Por Rivelino Rueda
Aunque soy un enfermo experimentado y,
durante toda mi vida, he tenido que vivir
con mis enfermedades más o menos graves
y gravísimas y, en definitiva,
siempre con las llamadas
enfermedades incurables,
una y otra vez he caído en el diletanismo
en materia de enfermedad,
y he cometido tonterías, imperdonables.
Thomas Bernhard/El sobrino de Wittgenstein
El lastimero andar de Don Cayetano se percibe como el abrir de una puerta remotamente oxidada, o como lámina de zinc sin atornillar en un violento ventarrón de finales de mayo.
Ni los hijos ni los nietos del anciano quieren infectarse en la peste. La solución es mandar al abuelo a todas partes “para que se distraiga y ayude en algo”.
Tiene el semblante de los que contienen el dolor en las mandíbulas. Salió del pequeño conjunto departamental por segunda vez a tirar la basura.
A uno de sus dos nietos se le había olvidado entregarle la bolsa de desechos sanitarios, los papeles con mierda, los cabellos estancados en las cañerías, las toallas sanitarias de la nuera, los trozos de papiros embadurnados de mocos y escupitajos.
Las inyecciones de metotrexato, hidroxicloroquina y certolizumab ya no le hace efecto a la artritis reumatoide que padece desde los sesenta años. Hoy tiene sesentaiocho. Tantea las granadas verdes y pronostica que estarán listas en unos dos meses y medio. También apuesta lo mismo para la pandemia. “Por ahí de agosto o septiembre”.
Don Cayetano viste un conjunto de pijama de pantaloncillos a la rodilla y playera grises, averaguados por los cataclismos nocturnos de la senectud. Tiene un semblante pajizo por los inclementes dolores en los mismísimos tuétanos de los huesos.
Calza unas chanclas unos dos números menores a sus pies quebradizos y avanza apoyando toda su existencia en un bastón plateado de rehabilitación. Dice que a pesar del pesado calor del mediodía siente punzadas en su esqueleto por antiguas humedades en la tierra y en los árboles. Puja lamentos y todavía tiene que ir por unas cosas que le encargó la familia del tianguis de los viernes.
“¡Dicen que tengo que apoyar en algo en la casa! ¡Son unos hijos de la chingada! ¡Yo los mantengo con mi pensión y con mis tarjetas de adulto mayor! ¡Ojalá me enferme de esa madre del coronavirus y me quiebre! ¡A ver si así ya dejan de estar jodiendo!”

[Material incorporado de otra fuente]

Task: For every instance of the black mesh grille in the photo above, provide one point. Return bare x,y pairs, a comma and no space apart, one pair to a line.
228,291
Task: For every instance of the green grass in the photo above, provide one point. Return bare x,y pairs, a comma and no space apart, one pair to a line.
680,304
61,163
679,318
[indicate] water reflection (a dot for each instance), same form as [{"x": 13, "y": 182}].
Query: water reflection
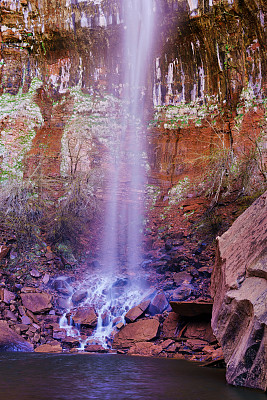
[{"x": 80, "y": 377}]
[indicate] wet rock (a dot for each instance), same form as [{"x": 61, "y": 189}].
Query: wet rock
[
  {"x": 95, "y": 348},
  {"x": 200, "y": 330},
  {"x": 133, "y": 314},
  {"x": 144, "y": 305},
  {"x": 59, "y": 333},
  {"x": 4, "y": 250},
  {"x": 21, "y": 328},
  {"x": 37, "y": 302},
  {"x": 49, "y": 348},
  {"x": 62, "y": 287},
  {"x": 7, "y": 314},
  {"x": 158, "y": 304},
  {"x": 6, "y": 296},
  {"x": 191, "y": 308},
  {"x": 71, "y": 341},
  {"x": 35, "y": 273},
  {"x": 182, "y": 278},
  {"x": 11, "y": 341},
  {"x": 146, "y": 349},
  {"x": 239, "y": 288},
  {"x": 85, "y": 316},
  {"x": 63, "y": 303},
  {"x": 182, "y": 292},
  {"x": 140, "y": 331},
  {"x": 168, "y": 244},
  {"x": 196, "y": 344},
  {"x": 46, "y": 279},
  {"x": 25, "y": 320},
  {"x": 166, "y": 343},
  {"x": 168, "y": 285},
  {"x": 120, "y": 325},
  {"x": 169, "y": 325},
  {"x": 79, "y": 296}
]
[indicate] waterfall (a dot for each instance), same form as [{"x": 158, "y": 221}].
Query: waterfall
[{"x": 117, "y": 285}]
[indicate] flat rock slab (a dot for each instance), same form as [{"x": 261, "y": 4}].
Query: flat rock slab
[
  {"x": 95, "y": 348},
  {"x": 133, "y": 314},
  {"x": 158, "y": 304},
  {"x": 146, "y": 349},
  {"x": 239, "y": 288},
  {"x": 37, "y": 302},
  {"x": 140, "y": 331},
  {"x": 85, "y": 316},
  {"x": 191, "y": 308},
  {"x": 6, "y": 296},
  {"x": 48, "y": 348},
  {"x": 11, "y": 341}
]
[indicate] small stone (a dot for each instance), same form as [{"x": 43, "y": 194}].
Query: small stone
[
  {"x": 79, "y": 296},
  {"x": 4, "y": 251},
  {"x": 9, "y": 315},
  {"x": 71, "y": 340},
  {"x": 133, "y": 314},
  {"x": 182, "y": 292},
  {"x": 26, "y": 320},
  {"x": 85, "y": 316},
  {"x": 158, "y": 304},
  {"x": 45, "y": 279},
  {"x": 37, "y": 302},
  {"x": 49, "y": 348},
  {"x": 182, "y": 278},
  {"x": 34, "y": 273},
  {"x": 59, "y": 333},
  {"x": 95, "y": 348},
  {"x": 6, "y": 296}
]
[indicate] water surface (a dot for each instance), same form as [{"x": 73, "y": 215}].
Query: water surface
[{"x": 29, "y": 376}]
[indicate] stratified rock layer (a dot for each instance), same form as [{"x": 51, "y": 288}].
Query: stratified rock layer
[{"x": 239, "y": 288}]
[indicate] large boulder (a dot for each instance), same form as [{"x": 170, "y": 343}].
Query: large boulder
[
  {"x": 158, "y": 304},
  {"x": 49, "y": 348},
  {"x": 11, "y": 341},
  {"x": 140, "y": 331},
  {"x": 239, "y": 288},
  {"x": 37, "y": 302},
  {"x": 6, "y": 296}
]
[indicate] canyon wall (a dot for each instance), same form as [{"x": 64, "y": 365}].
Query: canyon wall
[
  {"x": 207, "y": 82},
  {"x": 239, "y": 289}
]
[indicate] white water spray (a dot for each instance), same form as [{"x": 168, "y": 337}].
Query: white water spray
[
  {"x": 121, "y": 246},
  {"x": 125, "y": 191}
]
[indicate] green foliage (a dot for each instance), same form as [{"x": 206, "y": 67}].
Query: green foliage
[{"x": 179, "y": 191}]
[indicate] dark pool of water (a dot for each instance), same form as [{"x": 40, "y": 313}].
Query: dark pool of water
[{"x": 27, "y": 376}]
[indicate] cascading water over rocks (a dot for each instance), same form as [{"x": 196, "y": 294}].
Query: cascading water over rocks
[{"x": 116, "y": 286}]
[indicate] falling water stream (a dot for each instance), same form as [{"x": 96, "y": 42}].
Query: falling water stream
[{"x": 117, "y": 285}]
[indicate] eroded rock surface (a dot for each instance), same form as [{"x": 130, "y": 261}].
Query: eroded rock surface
[
  {"x": 239, "y": 288},
  {"x": 36, "y": 302},
  {"x": 11, "y": 341}
]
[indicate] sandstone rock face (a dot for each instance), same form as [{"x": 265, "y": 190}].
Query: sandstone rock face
[
  {"x": 140, "y": 331},
  {"x": 37, "y": 302},
  {"x": 11, "y": 341},
  {"x": 239, "y": 288}
]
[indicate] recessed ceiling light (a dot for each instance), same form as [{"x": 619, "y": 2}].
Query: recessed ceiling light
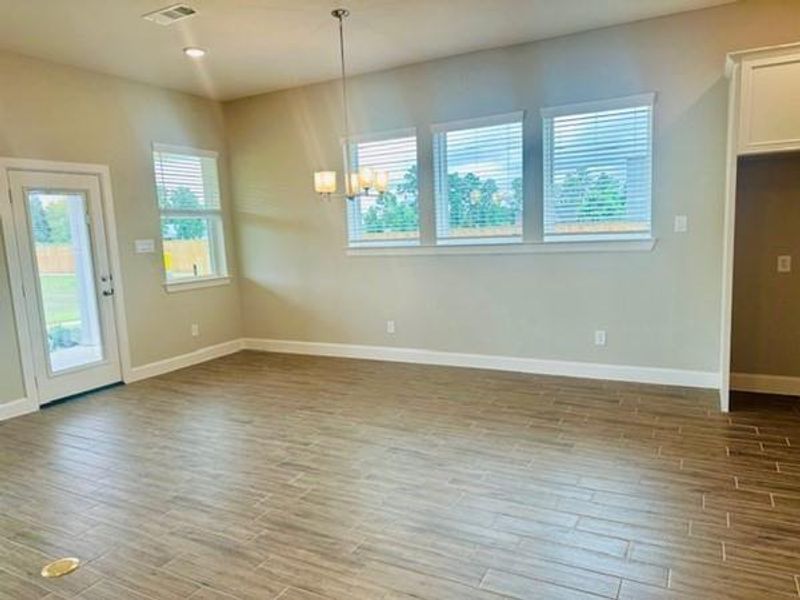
[{"x": 193, "y": 52}]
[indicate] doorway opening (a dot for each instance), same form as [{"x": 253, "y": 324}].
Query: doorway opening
[{"x": 765, "y": 331}]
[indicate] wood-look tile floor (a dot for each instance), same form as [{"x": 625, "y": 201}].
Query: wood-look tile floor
[{"x": 262, "y": 476}]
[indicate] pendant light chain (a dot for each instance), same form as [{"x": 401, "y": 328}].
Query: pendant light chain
[{"x": 366, "y": 180}]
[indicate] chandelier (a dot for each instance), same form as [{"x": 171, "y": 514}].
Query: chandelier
[{"x": 364, "y": 181}]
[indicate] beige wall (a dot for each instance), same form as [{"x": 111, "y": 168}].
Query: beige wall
[
  {"x": 660, "y": 309},
  {"x": 766, "y": 304},
  {"x": 59, "y": 113}
]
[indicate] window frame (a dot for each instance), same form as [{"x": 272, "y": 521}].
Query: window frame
[
  {"x": 353, "y": 208},
  {"x": 214, "y": 216},
  {"x": 610, "y": 104},
  {"x": 439, "y": 132}
]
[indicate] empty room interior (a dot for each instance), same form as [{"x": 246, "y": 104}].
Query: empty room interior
[{"x": 399, "y": 299}]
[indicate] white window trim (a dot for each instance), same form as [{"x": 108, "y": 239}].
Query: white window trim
[
  {"x": 350, "y": 161},
  {"x": 577, "y": 108},
  {"x": 440, "y": 185},
  {"x": 607, "y": 104},
  {"x": 486, "y": 121},
  {"x": 218, "y": 249}
]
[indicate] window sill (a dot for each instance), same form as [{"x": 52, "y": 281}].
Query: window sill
[
  {"x": 195, "y": 284},
  {"x": 645, "y": 245}
]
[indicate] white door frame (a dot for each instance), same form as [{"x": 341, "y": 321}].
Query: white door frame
[{"x": 19, "y": 302}]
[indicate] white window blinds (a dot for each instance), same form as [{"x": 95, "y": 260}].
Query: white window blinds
[
  {"x": 186, "y": 179},
  {"x": 597, "y": 170},
  {"x": 478, "y": 180},
  {"x": 391, "y": 218},
  {"x": 192, "y": 233}
]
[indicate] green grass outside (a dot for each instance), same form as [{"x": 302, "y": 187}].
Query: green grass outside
[{"x": 60, "y": 297}]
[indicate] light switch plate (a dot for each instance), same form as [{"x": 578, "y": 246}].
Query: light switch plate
[
  {"x": 145, "y": 246},
  {"x": 600, "y": 337},
  {"x": 785, "y": 264}
]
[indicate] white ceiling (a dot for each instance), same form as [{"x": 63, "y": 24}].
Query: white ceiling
[{"x": 261, "y": 45}]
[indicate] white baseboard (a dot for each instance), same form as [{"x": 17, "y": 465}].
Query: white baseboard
[
  {"x": 17, "y": 408},
  {"x": 653, "y": 375},
  {"x": 765, "y": 384},
  {"x": 184, "y": 360}
]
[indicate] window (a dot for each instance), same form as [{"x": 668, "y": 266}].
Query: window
[
  {"x": 597, "y": 170},
  {"x": 187, "y": 187},
  {"x": 390, "y": 218},
  {"x": 478, "y": 180}
]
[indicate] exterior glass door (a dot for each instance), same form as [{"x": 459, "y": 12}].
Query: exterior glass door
[
  {"x": 65, "y": 274},
  {"x": 68, "y": 286}
]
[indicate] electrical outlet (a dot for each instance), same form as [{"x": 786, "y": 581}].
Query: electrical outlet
[
  {"x": 600, "y": 337},
  {"x": 785, "y": 264}
]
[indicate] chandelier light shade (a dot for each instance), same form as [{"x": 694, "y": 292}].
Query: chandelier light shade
[
  {"x": 365, "y": 180},
  {"x": 325, "y": 182}
]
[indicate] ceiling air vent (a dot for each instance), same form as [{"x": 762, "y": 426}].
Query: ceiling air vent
[{"x": 170, "y": 14}]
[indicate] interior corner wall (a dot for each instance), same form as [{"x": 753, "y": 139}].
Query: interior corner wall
[
  {"x": 59, "y": 113},
  {"x": 766, "y": 303},
  {"x": 660, "y": 309}
]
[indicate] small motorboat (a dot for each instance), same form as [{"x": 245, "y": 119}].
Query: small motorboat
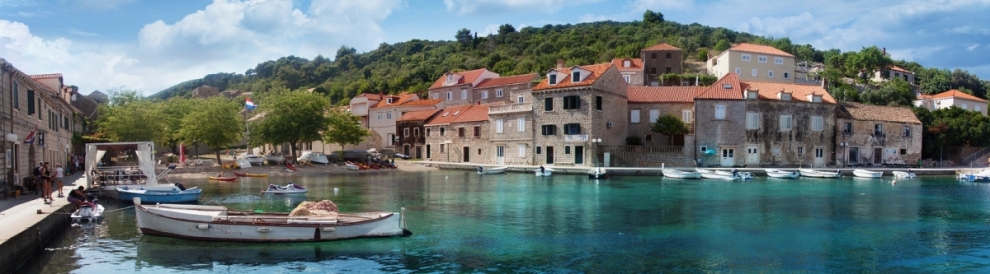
[
  {"x": 598, "y": 173},
  {"x": 491, "y": 170},
  {"x": 88, "y": 212},
  {"x": 807, "y": 172},
  {"x": 309, "y": 222},
  {"x": 777, "y": 173},
  {"x": 290, "y": 188},
  {"x": 543, "y": 171},
  {"x": 862, "y": 173},
  {"x": 904, "y": 174},
  {"x": 250, "y": 174}
]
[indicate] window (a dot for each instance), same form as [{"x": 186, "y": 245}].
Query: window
[
  {"x": 752, "y": 120},
  {"x": 549, "y": 129},
  {"x": 786, "y": 122},
  {"x": 573, "y": 128},
  {"x": 817, "y": 123},
  {"x": 572, "y": 102}
]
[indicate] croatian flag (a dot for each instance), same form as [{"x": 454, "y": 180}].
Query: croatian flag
[{"x": 248, "y": 104}]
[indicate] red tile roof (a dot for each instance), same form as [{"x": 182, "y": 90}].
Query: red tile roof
[
  {"x": 507, "y": 80},
  {"x": 564, "y": 77},
  {"x": 958, "y": 94},
  {"x": 754, "y": 48},
  {"x": 467, "y": 77},
  {"x": 661, "y": 46},
  {"x": 417, "y": 115},
  {"x": 799, "y": 93},
  {"x": 635, "y": 64},
  {"x": 461, "y": 114},
  {"x": 663, "y": 94},
  {"x": 864, "y": 112},
  {"x": 726, "y": 88}
]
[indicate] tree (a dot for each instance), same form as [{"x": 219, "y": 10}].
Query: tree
[
  {"x": 292, "y": 117},
  {"x": 669, "y": 125},
  {"x": 344, "y": 129},
  {"x": 214, "y": 122}
]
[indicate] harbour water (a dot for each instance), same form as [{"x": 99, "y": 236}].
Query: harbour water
[{"x": 465, "y": 222}]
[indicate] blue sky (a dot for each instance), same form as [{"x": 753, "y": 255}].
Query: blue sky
[{"x": 151, "y": 45}]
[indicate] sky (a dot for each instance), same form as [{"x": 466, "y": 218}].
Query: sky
[{"x": 149, "y": 45}]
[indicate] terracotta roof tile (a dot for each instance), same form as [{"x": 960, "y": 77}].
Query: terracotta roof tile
[
  {"x": 663, "y": 94},
  {"x": 754, "y": 48},
  {"x": 507, "y": 80},
  {"x": 726, "y": 88},
  {"x": 661, "y": 46},
  {"x": 799, "y": 93},
  {"x": 864, "y": 112},
  {"x": 958, "y": 94},
  {"x": 564, "y": 77},
  {"x": 461, "y": 114},
  {"x": 467, "y": 77},
  {"x": 418, "y": 115},
  {"x": 635, "y": 64}
]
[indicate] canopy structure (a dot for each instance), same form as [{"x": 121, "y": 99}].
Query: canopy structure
[{"x": 145, "y": 152}]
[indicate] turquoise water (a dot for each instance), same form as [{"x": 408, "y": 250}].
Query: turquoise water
[{"x": 464, "y": 222}]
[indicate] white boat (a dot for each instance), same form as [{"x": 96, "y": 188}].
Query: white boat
[
  {"x": 777, "y": 173},
  {"x": 543, "y": 171},
  {"x": 807, "y": 172},
  {"x": 290, "y": 188},
  {"x": 598, "y": 173},
  {"x": 219, "y": 223},
  {"x": 491, "y": 170},
  {"x": 89, "y": 212},
  {"x": 862, "y": 173}
]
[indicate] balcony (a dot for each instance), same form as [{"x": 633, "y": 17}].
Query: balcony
[{"x": 510, "y": 108}]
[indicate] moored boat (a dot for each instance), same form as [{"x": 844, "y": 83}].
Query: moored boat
[
  {"x": 807, "y": 172},
  {"x": 491, "y": 170},
  {"x": 309, "y": 222},
  {"x": 777, "y": 173},
  {"x": 863, "y": 173}
]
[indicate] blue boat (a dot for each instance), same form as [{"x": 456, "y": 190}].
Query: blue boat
[{"x": 177, "y": 194}]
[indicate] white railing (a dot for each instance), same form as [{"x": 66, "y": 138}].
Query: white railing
[{"x": 517, "y": 107}]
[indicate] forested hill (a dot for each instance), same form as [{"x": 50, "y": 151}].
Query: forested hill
[{"x": 415, "y": 64}]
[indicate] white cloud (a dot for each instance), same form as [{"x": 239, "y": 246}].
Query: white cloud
[{"x": 499, "y": 6}]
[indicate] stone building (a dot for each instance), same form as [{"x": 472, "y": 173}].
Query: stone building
[
  {"x": 572, "y": 107},
  {"x": 787, "y": 125},
  {"x": 412, "y": 133},
  {"x": 459, "y": 134},
  {"x": 660, "y": 59},
  {"x": 877, "y": 135}
]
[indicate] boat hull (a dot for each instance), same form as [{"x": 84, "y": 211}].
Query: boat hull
[{"x": 156, "y": 220}]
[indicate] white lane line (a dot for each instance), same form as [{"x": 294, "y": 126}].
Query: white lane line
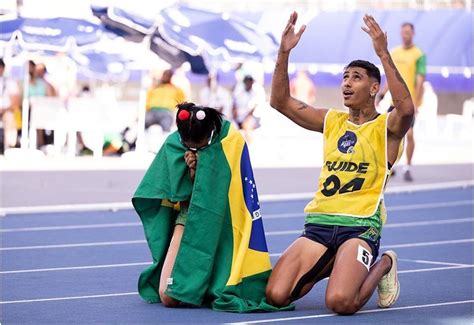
[
  {"x": 436, "y": 269},
  {"x": 263, "y": 198},
  {"x": 430, "y": 205},
  {"x": 431, "y": 262},
  {"x": 134, "y": 293},
  {"x": 69, "y": 298},
  {"x": 428, "y": 223},
  {"x": 131, "y": 242},
  {"x": 103, "y": 266},
  {"x": 369, "y": 311},
  {"x": 432, "y": 243},
  {"x": 69, "y": 268}
]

El anciano se abre paso para llegar al portón del conjunto habitacional que resultó severamente dañado tres los terremotos del 7 y 19 de septiembre de 2017, y que en su fachada luce una gran manta de campaña del hoy alcalde panista en Benito Juárez, Santiago Taboada.
“¡Y todavía tener que estar viendo esas mamadas todos los días!” Don Cayetano está aturdido y señala con su bastón la propaganda polvorienta del político. Abre el portón blanco con sonoros bramidos.
Apresura los movimientos para realizar “el nuevo encargo”… Para ver si en esa otra salida “pesca algo” para que lo dejen de estar “jodiendo”.
Día 73 de la peste: El acumulado de decesos es de 9,415. Es la víspera del término de la llamada “Jornada de Sana Distancia” pero el semáforo epidemiológico continúa en “Rojo”. Los contagios se multiplican en todo el país y ya se habla de que será hasta agosto o septiembre el regreso a la llamada “nueva normalidad”.
La desesperación de los chilangos por el encierro de dos meses y medio ya los está sacando de sus casas para caminar, para respirar, para darse una vuelta al tianguis o al parque. A Don Cayetano parece ya no importarle eso. La pandemia para él está en segundo término. Hoy lo que lo mantiene ocupado es la insoportable situación que atraviesa con “las personas” con las que vive.